If you’ve played an Overcooked game, you’ll be pretty familiar with what to expect from Cannibal Cuisine. As a group of 1-4 players, you’ll be combining two ingredients and cooking them as fast as possible to your chunky overlord. The twist is that one of your food sources needs hunting first, and many tourists are harmed in the name of good eating.

A screenshot from Cannibal Cuisine

Gathering body parts for the oven is as easy as running over to a crowd and mashing the attack button, but the tourists don’t go down without a fight. The combat isn’t exactly nuanced, and if you don’t heal regularly they’ll be some time consuming deaths. You’ll need to cook yourself some grub to keep yourself fighting fit, and trying to keep on top of all this under a time constraint is not easy. Hopefully you’ll have some buddies on hand to take some of the work load.

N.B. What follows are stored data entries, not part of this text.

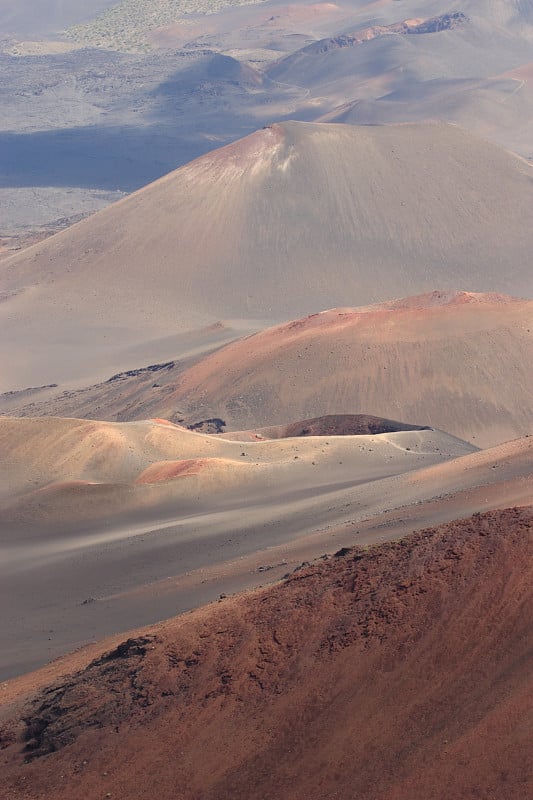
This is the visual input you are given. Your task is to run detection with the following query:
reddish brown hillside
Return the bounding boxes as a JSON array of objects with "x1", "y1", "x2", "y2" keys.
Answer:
[
  {"x1": 1, "y1": 507, "x2": 532, "y2": 800},
  {"x1": 170, "y1": 291, "x2": 533, "y2": 446},
  {"x1": 251, "y1": 413, "x2": 431, "y2": 438}
]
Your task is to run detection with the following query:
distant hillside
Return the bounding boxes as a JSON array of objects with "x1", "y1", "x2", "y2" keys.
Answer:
[
  {"x1": 170, "y1": 292, "x2": 533, "y2": 447},
  {"x1": 1, "y1": 121, "x2": 533, "y2": 392},
  {"x1": 64, "y1": 0, "x2": 266, "y2": 52}
]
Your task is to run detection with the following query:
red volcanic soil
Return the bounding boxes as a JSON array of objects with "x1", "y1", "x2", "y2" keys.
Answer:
[
  {"x1": 135, "y1": 458, "x2": 211, "y2": 484},
  {"x1": 1, "y1": 507, "x2": 531, "y2": 800},
  {"x1": 172, "y1": 291, "x2": 533, "y2": 446}
]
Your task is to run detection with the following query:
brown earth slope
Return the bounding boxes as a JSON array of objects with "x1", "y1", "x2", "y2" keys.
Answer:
[
  {"x1": 4, "y1": 291, "x2": 532, "y2": 450},
  {"x1": 2, "y1": 422, "x2": 531, "y2": 681},
  {"x1": 221, "y1": 413, "x2": 432, "y2": 440},
  {"x1": 168, "y1": 291, "x2": 533, "y2": 447},
  {"x1": 1, "y1": 120, "x2": 533, "y2": 391},
  {"x1": 1, "y1": 506, "x2": 531, "y2": 800}
]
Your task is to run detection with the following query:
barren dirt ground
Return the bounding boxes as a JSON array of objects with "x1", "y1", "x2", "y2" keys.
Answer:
[{"x1": 1, "y1": 506, "x2": 531, "y2": 800}]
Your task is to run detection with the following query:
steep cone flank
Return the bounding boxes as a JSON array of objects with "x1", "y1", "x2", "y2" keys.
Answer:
[
  {"x1": 1, "y1": 507, "x2": 532, "y2": 800},
  {"x1": 1, "y1": 121, "x2": 533, "y2": 389},
  {"x1": 170, "y1": 292, "x2": 533, "y2": 446}
]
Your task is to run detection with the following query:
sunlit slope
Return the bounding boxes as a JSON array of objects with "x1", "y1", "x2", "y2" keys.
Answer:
[
  {"x1": 170, "y1": 292, "x2": 533, "y2": 447},
  {"x1": 0, "y1": 415, "x2": 474, "y2": 529}
]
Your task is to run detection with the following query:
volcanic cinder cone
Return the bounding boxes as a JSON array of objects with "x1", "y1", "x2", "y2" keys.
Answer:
[
  {"x1": 1, "y1": 121, "x2": 532, "y2": 390},
  {"x1": 161, "y1": 291, "x2": 533, "y2": 447}
]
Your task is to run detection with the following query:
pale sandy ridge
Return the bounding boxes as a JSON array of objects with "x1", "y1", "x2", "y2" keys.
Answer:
[
  {"x1": 0, "y1": 415, "x2": 474, "y2": 529},
  {"x1": 1, "y1": 408, "x2": 531, "y2": 680}
]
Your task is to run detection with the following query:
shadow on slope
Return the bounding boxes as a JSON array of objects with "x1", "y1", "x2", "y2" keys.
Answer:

Having a team by your side and assigning tasks makes Cannibal Cuisine infinitely more enjoyable. The madness of rushing to make a Spicy Finger, passing each other ingredients and navigating the difficult terrain: it’s a lot to manage without good communication. Throughout it all there’ll be many a chuckle, and the potential for broken friendships when you tumble to your death with a kebab in hand.

Each level has an assortment of obstacles guaranteed to make your cooking more difficult. There are bottomless pits, shark infested waters, and even lava trying to keep you from earning Hoochooboo’s praise. Having to travel to a bounce platform to return to your cooking can make all the difference between a culinary delight and a lump of charcoal. The movement controls are a little imprecise, however, and sometimes I ended up tumbling to my doom when I was sure it was safe. With the added time pressure, it can be frustrating.

Cannibal Cuisine

One way to navigate the pitfalls is with the dash ability; one of four skills that each character can choose to take into a level. There’s a stomp to help in combat, fire breath for cooking, and even a healing totem. Mixing all of these together can really help your score, and it’s fun trying to use them in tandem to maximise points.

So much of Cannibal Cuisine is based around working together, and because of this the single player mode is incredibly dull. Including the option to play solo at all feels pointless, as the stages are the same regardless of how many tribe-mates you bring with you.

Fortunately on Switch, it’s easy to pass a Joy-Con to a friend and bump up the numbers. With up to four players supported locally or with people on your friends list online, you’ll be cooking up a storm in no time. There’s no option to play with randoms online, so if you don’t have a pal with a copy of the game, local is your best bet.

Cannibal Cuisine pc screen

As well as teaming up to cook for your master, there’s also a versus mode where two teams of up to two players can battle to get the high score. Some areas are off limits to enemy teams, but there’s still the opportunity for a lot of mayhem when you steal someone’s ingredient from under them. With four stages to choose from, it’s a nice distraction from the main game.

Throughout my time with Cannibal Cuisine, I just couldn’t quite shake the feeling that it doesn’t do anything better than the Overcooked series, and yet feels incredibly similar to play. There aren’t as many opportunities for chaos in the environment, and the controls are just a little too loose for my liking. The cannibal spin on the genre doesn’t change the gameplay enough to truly set it apart from other games.

Cannibal Cuisine is great fun with friends, but imprecise controls and a lack of innovation make it hard to recommend over similar games. There’s certainly a novelty to putting a full arm on the stove, and the chaos is entertaining, but there are just better options out there for co-op cooking.

Positives

Chaotic fun with friends
Different skills make teamwork more enjoyable
Very novel concept

Negatives

Controls aren't precise enough
Single player isn't even slightly fun
There are more entertaining games that are very similar

Editor Rating
 
Our Score
7.0

SCORE OUT OF TEN
7.0


In Short
 

It's an absolute blast with friends, but dodgy controls and a lack of new ideas struggle to help Cannibal Cuisine stand out in the genre.